Schneider W L, Hailey D
Record ID 31998008643
Authors' objectives: Provide an overview of the effectiveness and status of stereotactic radiosurgery (SRS). Compare the two most commonly used devices, gamma knife and focused linear accelerator. Provide costs for sending patients out of province/country versus offering SRS in Alberta.

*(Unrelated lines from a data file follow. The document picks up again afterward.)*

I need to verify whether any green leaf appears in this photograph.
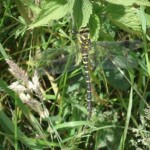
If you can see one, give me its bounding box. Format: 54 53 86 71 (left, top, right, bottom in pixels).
106 4 142 35
73 0 92 28
106 0 150 6
29 0 73 29
89 14 100 41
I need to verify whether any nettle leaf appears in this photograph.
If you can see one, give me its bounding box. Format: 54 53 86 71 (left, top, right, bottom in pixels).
73 0 92 28
106 0 150 6
89 14 100 41
29 0 73 29
106 4 142 35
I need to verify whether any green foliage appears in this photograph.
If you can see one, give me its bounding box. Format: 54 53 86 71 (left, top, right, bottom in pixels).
0 0 150 150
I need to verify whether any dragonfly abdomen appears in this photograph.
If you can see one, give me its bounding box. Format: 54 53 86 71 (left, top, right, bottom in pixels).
79 27 92 119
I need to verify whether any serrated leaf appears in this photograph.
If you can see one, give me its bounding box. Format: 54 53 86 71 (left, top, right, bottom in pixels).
107 4 141 35
106 0 150 6
73 0 92 28
29 0 73 29
89 14 100 41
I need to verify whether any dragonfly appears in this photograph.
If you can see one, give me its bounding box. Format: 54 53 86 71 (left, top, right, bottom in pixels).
32 27 142 119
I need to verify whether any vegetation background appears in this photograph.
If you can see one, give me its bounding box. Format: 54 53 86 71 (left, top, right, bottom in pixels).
0 0 150 150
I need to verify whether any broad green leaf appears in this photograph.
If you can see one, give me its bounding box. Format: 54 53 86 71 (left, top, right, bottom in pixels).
89 14 100 41
73 0 92 28
29 0 73 29
106 4 141 35
106 0 150 6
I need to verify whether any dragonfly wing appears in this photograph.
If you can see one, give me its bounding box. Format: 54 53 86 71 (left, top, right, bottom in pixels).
36 47 81 74
102 55 138 70
90 41 141 69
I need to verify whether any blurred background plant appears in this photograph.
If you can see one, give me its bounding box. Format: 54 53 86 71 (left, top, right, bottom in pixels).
0 0 150 150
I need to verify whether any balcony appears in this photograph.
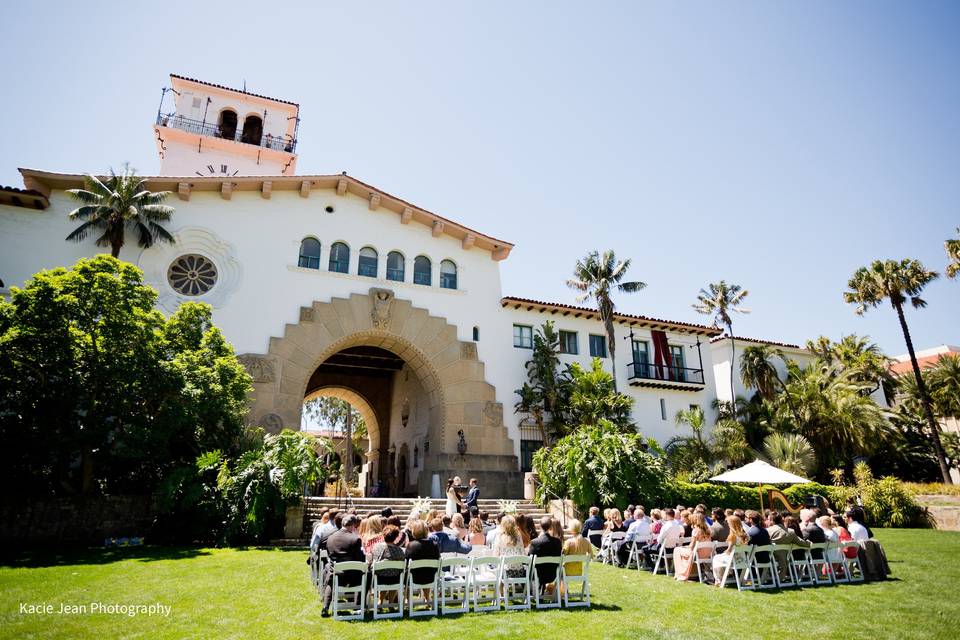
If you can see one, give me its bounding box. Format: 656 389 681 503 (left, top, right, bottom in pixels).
157 113 297 153
627 361 706 391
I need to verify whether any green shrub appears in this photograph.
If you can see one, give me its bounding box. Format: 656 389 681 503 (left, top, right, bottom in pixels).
533 420 668 509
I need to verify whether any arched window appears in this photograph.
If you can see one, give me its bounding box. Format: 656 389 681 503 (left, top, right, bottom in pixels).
327 242 350 273
240 115 263 145
217 109 237 140
413 256 433 287
440 260 457 289
387 251 406 282
297 238 320 269
357 247 377 278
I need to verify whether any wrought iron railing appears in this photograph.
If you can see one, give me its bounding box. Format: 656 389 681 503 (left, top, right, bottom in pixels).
157 113 297 153
627 361 704 384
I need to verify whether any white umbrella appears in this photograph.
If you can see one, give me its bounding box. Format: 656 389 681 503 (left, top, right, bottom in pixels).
710 460 810 511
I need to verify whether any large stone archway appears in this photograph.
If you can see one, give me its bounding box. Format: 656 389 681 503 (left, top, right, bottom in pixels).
242 288 522 497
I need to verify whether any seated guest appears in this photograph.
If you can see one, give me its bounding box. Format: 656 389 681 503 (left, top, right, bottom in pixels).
643 509 683 569
713 515 750 587
563 520 593 576
580 507 603 549
467 518 487 547
367 524 406 584
529 516 563 591
491 516 527 578
673 511 713 582
430 518 473 554
448 513 467 540
616 509 652 566
843 509 873 542
320 514 366 617
710 508 732 542
746 509 770 562
766 511 810 580
404 518 443 584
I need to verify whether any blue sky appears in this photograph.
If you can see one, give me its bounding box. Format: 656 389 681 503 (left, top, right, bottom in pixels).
0 0 960 354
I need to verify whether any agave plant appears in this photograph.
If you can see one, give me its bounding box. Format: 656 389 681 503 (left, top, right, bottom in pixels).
763 433 817 475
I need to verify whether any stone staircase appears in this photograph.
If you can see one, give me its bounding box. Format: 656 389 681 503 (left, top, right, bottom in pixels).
301 496 548 543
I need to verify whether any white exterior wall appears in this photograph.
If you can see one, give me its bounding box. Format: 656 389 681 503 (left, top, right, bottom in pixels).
502 307 715 448
710 339 814 402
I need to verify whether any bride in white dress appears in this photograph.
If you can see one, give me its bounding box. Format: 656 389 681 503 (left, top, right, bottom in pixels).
446 476 463 516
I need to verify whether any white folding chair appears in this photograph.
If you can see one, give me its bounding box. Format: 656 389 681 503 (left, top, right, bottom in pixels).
560 555 590 609
835 540 863 583
370 560 407 620
332 561 367 620
500 556 533 609
690 540 717 582
440 556 473 615
470 556 503 611
809 541 834 586
717 544 756 591
407 560 440 618
533 556 560 609
770 544 801 589
653 541 680 576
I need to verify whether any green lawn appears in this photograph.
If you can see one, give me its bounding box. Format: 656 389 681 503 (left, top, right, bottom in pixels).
0 530 960 640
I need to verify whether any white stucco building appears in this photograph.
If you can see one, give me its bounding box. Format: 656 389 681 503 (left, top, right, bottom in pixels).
0 76 805 496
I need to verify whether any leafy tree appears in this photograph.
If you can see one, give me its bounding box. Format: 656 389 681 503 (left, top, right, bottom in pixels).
533 420 668 509
693 280 750 416
943 227 960 278
566 358 634 431
67 165 174 258
843 259 951 484
514 320 569 443
567 250 647 389
763 433 817 476
0 255 250 497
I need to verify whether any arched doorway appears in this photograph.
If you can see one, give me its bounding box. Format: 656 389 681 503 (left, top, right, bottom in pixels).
241 288 522 498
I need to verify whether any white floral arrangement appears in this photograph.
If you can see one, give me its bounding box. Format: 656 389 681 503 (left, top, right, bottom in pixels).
497 500 518 516
410 496 433 517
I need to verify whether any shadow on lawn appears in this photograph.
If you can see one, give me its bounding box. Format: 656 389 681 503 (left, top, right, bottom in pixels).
0 546 210 568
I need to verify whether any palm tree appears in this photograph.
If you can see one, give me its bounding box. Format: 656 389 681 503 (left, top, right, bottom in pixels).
843 259 950 484
693 280 750 417
67 165 174 258
763 433 817 475
943 227 960 278
567 250 647 391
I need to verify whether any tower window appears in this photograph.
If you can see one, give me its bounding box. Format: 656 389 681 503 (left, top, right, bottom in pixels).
297 238 320 269
357 247 377 278
413 256 433 287
440 260 457 289
217 109 237 140
327 242 350 273
240 115 263 145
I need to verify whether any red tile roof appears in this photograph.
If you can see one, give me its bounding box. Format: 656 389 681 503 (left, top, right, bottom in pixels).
500 296 721 336
170 73 300 109
710 334 804 349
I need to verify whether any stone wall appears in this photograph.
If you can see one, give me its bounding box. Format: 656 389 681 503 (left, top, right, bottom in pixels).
0 495 157 546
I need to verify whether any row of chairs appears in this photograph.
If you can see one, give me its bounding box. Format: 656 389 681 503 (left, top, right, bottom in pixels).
600 533 864 591
311 551 590 620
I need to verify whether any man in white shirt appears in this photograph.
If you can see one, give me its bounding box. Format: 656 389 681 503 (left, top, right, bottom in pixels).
843 509 870 542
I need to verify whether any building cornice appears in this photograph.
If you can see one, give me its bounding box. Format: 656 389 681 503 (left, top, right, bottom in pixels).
19 168 513 261
500 296 723 336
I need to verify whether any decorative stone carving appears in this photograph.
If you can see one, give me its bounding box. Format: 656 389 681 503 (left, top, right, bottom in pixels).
460 342 477 360
370 287 393 329
258 413 283 433
237 353 276 382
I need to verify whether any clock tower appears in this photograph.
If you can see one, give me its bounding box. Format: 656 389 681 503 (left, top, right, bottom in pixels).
153 74 300 177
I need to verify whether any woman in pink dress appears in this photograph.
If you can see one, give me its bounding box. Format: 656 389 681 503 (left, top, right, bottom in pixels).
673 513 713 580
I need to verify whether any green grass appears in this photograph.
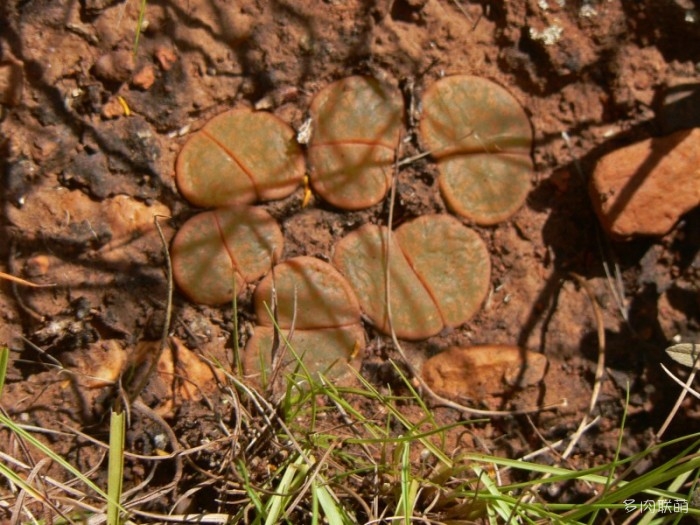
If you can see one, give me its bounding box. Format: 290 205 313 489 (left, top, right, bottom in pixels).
0 336 700 525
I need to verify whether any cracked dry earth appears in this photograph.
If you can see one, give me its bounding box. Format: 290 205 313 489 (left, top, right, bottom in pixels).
0 0 700 515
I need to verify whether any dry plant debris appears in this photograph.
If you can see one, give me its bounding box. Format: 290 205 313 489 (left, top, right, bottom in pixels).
171 206 284 305
422 345 547 400
420 75 533 225
243 256 365 379
176 109 305 208
333 215 491 339
309 76 404 210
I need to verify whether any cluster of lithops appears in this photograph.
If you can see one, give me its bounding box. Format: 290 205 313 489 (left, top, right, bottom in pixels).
172 76 532 382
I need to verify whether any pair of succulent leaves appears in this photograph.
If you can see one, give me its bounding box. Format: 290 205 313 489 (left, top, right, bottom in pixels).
172 76 532 376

Authors' results and conclusions: SRS has been most widely used in the treatment of brain metastases, arteriovenous malformations (AVMs) and acoustic neuromas. The two most common approaches to SRS use the Gamma Knife- or focused linear accelerator (LINAC). Each delivers a focused beam of radiation to a tumour or malformation while sparing healthy tissue. There is insufficient information to determine the comparative effectiveness of the GK and LINAC approaches. The data on comparison of SRS with other types of treatment are also limited. Excellent quality assurance and placement of SRS in specialized centres are essential.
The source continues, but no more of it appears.